Allah “Kesinlikle iman eden ve salih ameller işleyen kişiler vardır; onlar yaratılmışların en hayırlılarıdır” diye buyurmuştur; bu ayet inince, Hz. Peygamber -Allah’ın salatı, bereketi ve selamı onun ve Ehli Beytinin üzerine olsun- İmam Ali’ye şöyle buyurdu: “O sen ve senin şiandır. Sen ve senin şian kıyamet gününe razı olmuş ve razı olunmuş bir şekilde geleceksiniz. Ancak senin düşmanın öfkeli ve mutsuz bir şekilde gelecektir.”

İmam Ali -Allah onun yüzünü değerli kılmıştır- “Ey Allah’ın Resulü! Benim düşmanım kimdir?” diye sordu. Hz. Peygamber “Senden beri olduğunu söyleyen ve sana lanet eden kişidir” diye buyurdu. Sonra Allah’ın Resulü -Allah’ın salatı, bereketi ve selamı onun ve Ehli Beytinin üzerine olsun- “Kim, Allah Ali’ye rahmet etsin, derse Allah ona merhamet etsin” diye buyurdu.[7]

6. Ehli Sünnet âlimlerinden olan Hatîb ve İbn Merdeveyh’e göre Cabir -Allah ondan razı olsun- şöyle söylemiştir:

Hz. Peygamberin -Allah’ın bereketi ve selamı onun ve Ehli Beytinin üzerine olsun- huzurundaydık. Ali -Allah’ın rahmeti ve rızvanı onun üzerine olsun- geldi. Hz. Peygamber -Allah’ın bereketi ve selamı onun ve Ehli Beytinin üzerine olsun-  “Kardeşim sizin yanınıza geldi” diye buyurdu. Ardından Kâbe’ye yöneldi. Eliyle ona vurdu şöyle buyurdu: “Canımı elinde bulunduran kimseye yemin ederim ki kıyamet gününde kurtulacak olanlar kesinlikle bu ve bunun şiasıdır.”

Sonra şöyle buyurdu: “Kesinlikle, o, benimle birlikte, iman bakımından sizin ilkinizdir. Allah Teâla’ya en vefalınızdır. Allah’ın emri konusunda en güçlünüzdür. Toplum içindeki en adilinizdir. Eşit bir şekilde en iyi taksim edeninizdir. Allah katında fazileti en yücenizdir.”
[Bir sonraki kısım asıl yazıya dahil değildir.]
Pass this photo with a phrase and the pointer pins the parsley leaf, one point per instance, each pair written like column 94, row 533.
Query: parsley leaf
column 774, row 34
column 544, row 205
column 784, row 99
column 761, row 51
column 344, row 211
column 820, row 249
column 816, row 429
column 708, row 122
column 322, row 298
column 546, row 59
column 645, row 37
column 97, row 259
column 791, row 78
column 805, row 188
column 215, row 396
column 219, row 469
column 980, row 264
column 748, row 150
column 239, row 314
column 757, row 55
Ardından “Onun hakkında ‘Kesinlikle iman eden ve salih ameller işleyen kişiler vardır; onlar yaratılmışların en hayırlılarıdır’ ayeti inmiştir” dedi.[8]

7. Ehli Sünnet âlimlerinden olan Haskânâ’ye göre Bureyde şöyle söylemiştir:

Hz. Peygamber (s.a.a) “Kesinlikle iman eden ve salih ameller işleyen kişiler vardır; onlar yaratılmışların en hayırlılarıdır” ayetini okudu ve Ali’nin omzuna elini koyup “Ey Ali! Onlar sen ve senin şiandır. Sen ve senin şian kıyamet gününe suya doymuş ve mutlu bir şekilde geleceksiniz. Ancak senin düşmanların susuz ve mutsuz bir şekilde geleceklerdir.[9]

.

[1] Beyyine 7.
[2] Câmiu’l-Beyân, 30/265.
[3] Beyyine 7.
[4] Şevâhidu’t-Tenzîl, 2/465 (1134).
[5] Ondan, Suyûtî, Durru’l-Mensûr, 6/643.
[6] Ondan, İbn Bıtrîk, Hasâisu’l-Vahyi’l-Mubîn, 225 (172).
[7] Ondan, Şihâb Îcî, Tevzîhu’d-Delâil, 170.
[8] Onlardan, Şihâb Îcî, Tevzîhu’d-Delâil, 170.
[9] Şevâhidu’t-Tenzîl, 2/464 (1131).